Include the actual instructions for how to build and run locally. Copy and paste the exact commands that you’re running so that everybody can use it. It is also nice to copy and paste to run your command, so you don’t have to click through your command line window. Do the same thing with your tests. Write out the steps to run your unit tests, maybe you have to change into a folder to run them, or you might be testing manually. APIs are a great example of this, and this also kinda goes hand-in-hand with the endpoint documentation piece. Call out exactly what endpoints you’re trying to hit, what you would expect the request body to be, and what you would expect the response body to be. External documentation is the last piece of documentation. Make sure you’re linking them so that your documentation isn’t all over the place, and it’s all together.

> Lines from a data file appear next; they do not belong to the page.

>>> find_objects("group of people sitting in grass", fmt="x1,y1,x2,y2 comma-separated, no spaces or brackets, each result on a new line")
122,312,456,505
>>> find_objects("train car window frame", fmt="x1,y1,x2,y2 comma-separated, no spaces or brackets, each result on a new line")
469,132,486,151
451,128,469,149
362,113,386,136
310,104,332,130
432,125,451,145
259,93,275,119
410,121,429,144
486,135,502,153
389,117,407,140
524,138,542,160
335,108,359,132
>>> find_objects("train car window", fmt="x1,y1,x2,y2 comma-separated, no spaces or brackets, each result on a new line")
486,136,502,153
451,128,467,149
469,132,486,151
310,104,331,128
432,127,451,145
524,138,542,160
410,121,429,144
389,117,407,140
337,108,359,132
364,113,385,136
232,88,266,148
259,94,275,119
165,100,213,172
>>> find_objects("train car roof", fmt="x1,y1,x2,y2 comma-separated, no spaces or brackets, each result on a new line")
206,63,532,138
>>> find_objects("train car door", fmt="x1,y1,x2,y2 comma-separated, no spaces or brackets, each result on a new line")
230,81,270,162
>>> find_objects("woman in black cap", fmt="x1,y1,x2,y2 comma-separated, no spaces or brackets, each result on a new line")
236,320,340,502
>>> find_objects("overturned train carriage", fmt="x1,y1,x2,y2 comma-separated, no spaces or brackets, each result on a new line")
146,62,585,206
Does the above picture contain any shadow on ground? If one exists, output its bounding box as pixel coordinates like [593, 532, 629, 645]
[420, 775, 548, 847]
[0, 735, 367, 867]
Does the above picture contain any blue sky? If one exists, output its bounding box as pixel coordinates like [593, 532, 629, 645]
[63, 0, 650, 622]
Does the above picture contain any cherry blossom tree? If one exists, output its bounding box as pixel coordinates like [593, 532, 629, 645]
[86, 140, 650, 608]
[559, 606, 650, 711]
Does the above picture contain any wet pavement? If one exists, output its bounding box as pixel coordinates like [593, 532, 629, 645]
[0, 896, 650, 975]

Use code reviews as a learning tool. It’s good for junior and senior levels, there are great things to learn from code reviews. Ask questions and have discussions. The logical comments will come more naturally as you start to learn and get more into the code. If you’re more senior, this is a great opportunity for you to explain why or how you did something. It gets you practicing by explaining your method to more junior folks and mentoring folks. One of the biggest questions or things that I hear about clean code is, how do I get this prioritized with my product owner? My three big things here are time, cost, and security. They tend to be the three things that companies really care about as a whole. If you’re doing these things upfront, it is going to take a little bit of time, but the time and the money that it’s going to save you down the road is huge. Enjoy, be flexible, and change things up. Take what resonates here and try to apply it to yourselves and your teams.